La conférence de monsieur l’abbé Bernard YANOGO qui s’en est suivie, a été articulée en deux grands points. En effet, après avoir décrit le visage et les attentes du monde d’aujourd’hui, il s’est attardé sur les différentes interpellations adressées au prêtre. Le visage douloureux et contrasté que le monde présente de nos jours, le fait espérer une vie de fraternité sans frontières, un respect de la dignité humaine à travers le respect des droits de la femme, et une contribution au développement économique et social. Quant aux interpellations adressées aux prêtres, il s’agit pour eux de penser leur vie sacerdotale à partir de l’appel reçu, d’être des des hommes missionnaires, disciples, guides et enfin d’être des hommes réconciliés afin de former les fidèles à cette vertu.
Il était midi. Quelques questions de fond et de compréhension furent autorisées. Et ce n’est qu’après les réponses apportées par les conférenciers, que nous avons mis fin aux travaux de la matinée avec le Regina Caeli, avant de passer au repas suivi du repos. A 15h, nous nous sommes retrouvés encore dans cette grande salle pour la suite des travaux. Le programme voulait que nous fassions le tour des différentes fraternités sacerdotales diocésaines pour en avoir un bref écho. Ce qui fut fait.
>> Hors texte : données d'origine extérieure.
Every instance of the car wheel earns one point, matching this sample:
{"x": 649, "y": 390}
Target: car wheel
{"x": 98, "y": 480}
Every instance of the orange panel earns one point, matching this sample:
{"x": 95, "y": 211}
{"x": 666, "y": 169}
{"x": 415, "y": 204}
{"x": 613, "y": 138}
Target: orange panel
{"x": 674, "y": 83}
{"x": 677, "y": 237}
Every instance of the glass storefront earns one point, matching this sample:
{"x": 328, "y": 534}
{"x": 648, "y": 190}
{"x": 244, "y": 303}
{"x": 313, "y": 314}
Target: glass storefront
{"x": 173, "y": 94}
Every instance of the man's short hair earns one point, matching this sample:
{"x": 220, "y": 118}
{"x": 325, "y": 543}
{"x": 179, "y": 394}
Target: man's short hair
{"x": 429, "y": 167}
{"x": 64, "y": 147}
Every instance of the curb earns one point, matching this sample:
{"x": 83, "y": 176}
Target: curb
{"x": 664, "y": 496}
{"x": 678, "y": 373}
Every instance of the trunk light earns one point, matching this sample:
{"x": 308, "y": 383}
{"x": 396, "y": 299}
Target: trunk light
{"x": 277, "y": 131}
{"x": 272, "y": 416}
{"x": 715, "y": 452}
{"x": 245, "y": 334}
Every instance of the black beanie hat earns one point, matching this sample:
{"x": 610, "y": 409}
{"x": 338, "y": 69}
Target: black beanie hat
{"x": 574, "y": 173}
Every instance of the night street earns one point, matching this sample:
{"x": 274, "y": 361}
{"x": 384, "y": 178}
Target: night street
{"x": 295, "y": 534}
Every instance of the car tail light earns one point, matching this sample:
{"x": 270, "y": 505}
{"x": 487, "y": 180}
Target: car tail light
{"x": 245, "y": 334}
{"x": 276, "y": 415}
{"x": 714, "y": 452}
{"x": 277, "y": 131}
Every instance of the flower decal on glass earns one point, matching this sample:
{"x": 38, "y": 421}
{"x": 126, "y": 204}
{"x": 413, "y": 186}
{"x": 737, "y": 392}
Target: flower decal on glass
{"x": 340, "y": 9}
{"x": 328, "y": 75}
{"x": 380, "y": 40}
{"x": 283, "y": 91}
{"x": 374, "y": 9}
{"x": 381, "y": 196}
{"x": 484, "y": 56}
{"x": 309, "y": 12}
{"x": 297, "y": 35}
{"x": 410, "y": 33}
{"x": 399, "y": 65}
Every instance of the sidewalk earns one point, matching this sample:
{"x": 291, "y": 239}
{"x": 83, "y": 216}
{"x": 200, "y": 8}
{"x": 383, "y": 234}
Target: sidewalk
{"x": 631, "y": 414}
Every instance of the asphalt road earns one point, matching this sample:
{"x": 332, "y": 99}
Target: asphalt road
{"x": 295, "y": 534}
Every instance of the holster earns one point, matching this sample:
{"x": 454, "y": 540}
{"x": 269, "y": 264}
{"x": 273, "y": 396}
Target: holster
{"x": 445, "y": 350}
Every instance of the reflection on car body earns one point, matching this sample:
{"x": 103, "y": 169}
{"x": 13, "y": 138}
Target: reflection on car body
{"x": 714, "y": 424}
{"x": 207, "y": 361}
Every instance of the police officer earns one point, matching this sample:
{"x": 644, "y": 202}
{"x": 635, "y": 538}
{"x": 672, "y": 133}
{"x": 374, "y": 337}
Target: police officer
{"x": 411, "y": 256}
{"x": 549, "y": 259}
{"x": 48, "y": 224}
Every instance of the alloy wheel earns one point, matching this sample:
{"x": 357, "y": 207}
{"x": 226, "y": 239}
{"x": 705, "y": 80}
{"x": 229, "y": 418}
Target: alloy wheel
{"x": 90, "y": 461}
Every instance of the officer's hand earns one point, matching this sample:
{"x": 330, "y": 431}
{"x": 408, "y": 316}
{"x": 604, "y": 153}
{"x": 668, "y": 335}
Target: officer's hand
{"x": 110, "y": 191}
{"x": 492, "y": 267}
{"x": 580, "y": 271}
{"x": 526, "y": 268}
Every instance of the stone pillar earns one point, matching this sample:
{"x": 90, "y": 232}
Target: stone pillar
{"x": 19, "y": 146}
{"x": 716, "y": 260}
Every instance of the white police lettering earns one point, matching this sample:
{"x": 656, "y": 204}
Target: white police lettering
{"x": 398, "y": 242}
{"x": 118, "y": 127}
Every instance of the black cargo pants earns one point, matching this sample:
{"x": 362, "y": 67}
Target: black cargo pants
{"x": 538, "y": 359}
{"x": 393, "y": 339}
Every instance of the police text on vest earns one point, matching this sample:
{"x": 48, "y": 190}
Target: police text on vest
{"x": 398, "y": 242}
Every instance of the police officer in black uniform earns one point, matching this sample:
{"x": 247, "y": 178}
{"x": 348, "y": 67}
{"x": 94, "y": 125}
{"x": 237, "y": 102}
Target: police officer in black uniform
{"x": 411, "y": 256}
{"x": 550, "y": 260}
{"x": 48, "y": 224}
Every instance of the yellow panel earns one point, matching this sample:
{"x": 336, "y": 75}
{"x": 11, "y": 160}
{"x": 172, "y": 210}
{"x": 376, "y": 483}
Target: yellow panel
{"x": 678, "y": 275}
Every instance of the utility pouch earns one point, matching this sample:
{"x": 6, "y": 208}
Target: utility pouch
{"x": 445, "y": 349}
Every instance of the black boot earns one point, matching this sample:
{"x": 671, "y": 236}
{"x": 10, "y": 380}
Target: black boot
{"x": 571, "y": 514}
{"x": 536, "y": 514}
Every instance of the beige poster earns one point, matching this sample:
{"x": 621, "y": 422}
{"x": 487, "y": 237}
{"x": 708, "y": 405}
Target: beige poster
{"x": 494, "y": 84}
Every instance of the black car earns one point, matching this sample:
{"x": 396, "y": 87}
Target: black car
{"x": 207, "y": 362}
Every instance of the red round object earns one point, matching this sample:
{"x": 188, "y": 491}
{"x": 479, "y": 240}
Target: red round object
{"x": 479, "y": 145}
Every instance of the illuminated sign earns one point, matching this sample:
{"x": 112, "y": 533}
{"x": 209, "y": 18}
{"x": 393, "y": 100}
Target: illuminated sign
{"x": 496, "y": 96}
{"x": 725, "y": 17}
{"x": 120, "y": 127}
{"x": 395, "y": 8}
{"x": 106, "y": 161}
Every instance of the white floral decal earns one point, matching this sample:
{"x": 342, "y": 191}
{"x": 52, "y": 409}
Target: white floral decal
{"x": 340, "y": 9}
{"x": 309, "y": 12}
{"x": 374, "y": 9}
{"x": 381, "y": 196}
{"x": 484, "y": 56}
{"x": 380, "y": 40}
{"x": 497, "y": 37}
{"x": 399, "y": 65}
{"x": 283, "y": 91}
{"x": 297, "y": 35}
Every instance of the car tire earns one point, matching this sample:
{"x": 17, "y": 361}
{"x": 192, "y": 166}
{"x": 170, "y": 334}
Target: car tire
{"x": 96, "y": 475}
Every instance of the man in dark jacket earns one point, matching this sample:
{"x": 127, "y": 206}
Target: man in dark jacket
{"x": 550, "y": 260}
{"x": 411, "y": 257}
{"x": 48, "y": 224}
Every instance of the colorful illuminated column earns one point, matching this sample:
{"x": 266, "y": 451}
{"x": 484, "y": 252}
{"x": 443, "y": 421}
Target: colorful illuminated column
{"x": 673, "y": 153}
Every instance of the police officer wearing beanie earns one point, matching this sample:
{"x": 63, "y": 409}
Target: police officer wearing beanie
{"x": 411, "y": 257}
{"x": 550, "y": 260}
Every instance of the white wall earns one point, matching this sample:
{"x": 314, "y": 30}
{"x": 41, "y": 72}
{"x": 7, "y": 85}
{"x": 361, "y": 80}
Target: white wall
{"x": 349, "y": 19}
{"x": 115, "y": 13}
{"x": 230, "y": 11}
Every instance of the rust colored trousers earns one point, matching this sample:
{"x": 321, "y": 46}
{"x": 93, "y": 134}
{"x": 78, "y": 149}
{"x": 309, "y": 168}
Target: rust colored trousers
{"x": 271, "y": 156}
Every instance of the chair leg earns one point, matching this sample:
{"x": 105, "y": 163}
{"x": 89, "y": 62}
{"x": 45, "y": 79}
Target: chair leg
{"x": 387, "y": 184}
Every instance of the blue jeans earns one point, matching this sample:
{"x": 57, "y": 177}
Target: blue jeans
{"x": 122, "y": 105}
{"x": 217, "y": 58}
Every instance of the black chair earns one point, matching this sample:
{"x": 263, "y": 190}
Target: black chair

Une petite pause intervint, et à la reprise, nous avons écouté M Philippe COMPAORE et M l’abbé Joanny KOUAMA qui nous ont entretenus autour de "L’auto-prise en charge du prêtre diocésain : Vie, Ministère, Santé, Vieillesse".
A ce sujet, c’est d’abord M Philippe COMPAORE qui a pris la parole. Son intervention s’est articulée sur deux grands points. A savoir une étude de diagnostic dans un premier temps, qui nous a donné l’objectif de l’étude et la méthodologie d’approche, et dans un deuxième temps, les résultats de ce diagnostic. Il s’est agi pour lui, ici de nous faire part de l’historique de l’action sociale de l’Eglise, de l’enseignement du vécu ancien et récent, avant de partager les orientations d’actions d’auto-prise en charge. Quand le deuxième intervenant, M l’abbé Joanny, a pris la parole, il nous a fait parcourir l’idée de l’auto prise en charge de façon, avant de nous faire découvrir la réalité dans nos différents diocèses et de l’appliquer au prêtre diocésain. En tout cas, il est clair que la fraternité sacerdotale doit agir et promouvoir le plan d’action de l’auto prise en charge dans nos différents diocèses, paroisses et institutions. Les questions qui s’en sont suivies ont traduit l’intérêt des uns et des autres sur le sujet et ont permis à nos conférenciers d’être plus explicites. A 18h20, nous nous sommes rendus à la chapelle pour l’Eucharistie qui a été présidée par Mgr Raphaël Kusiele DABIRE, et qui a été immédiatement suivi du souper. Ainsi prenait fin cette première journée de la présente Assemblée, dont les activités spirituelles ont été assurées par le diocèse de Koudougou.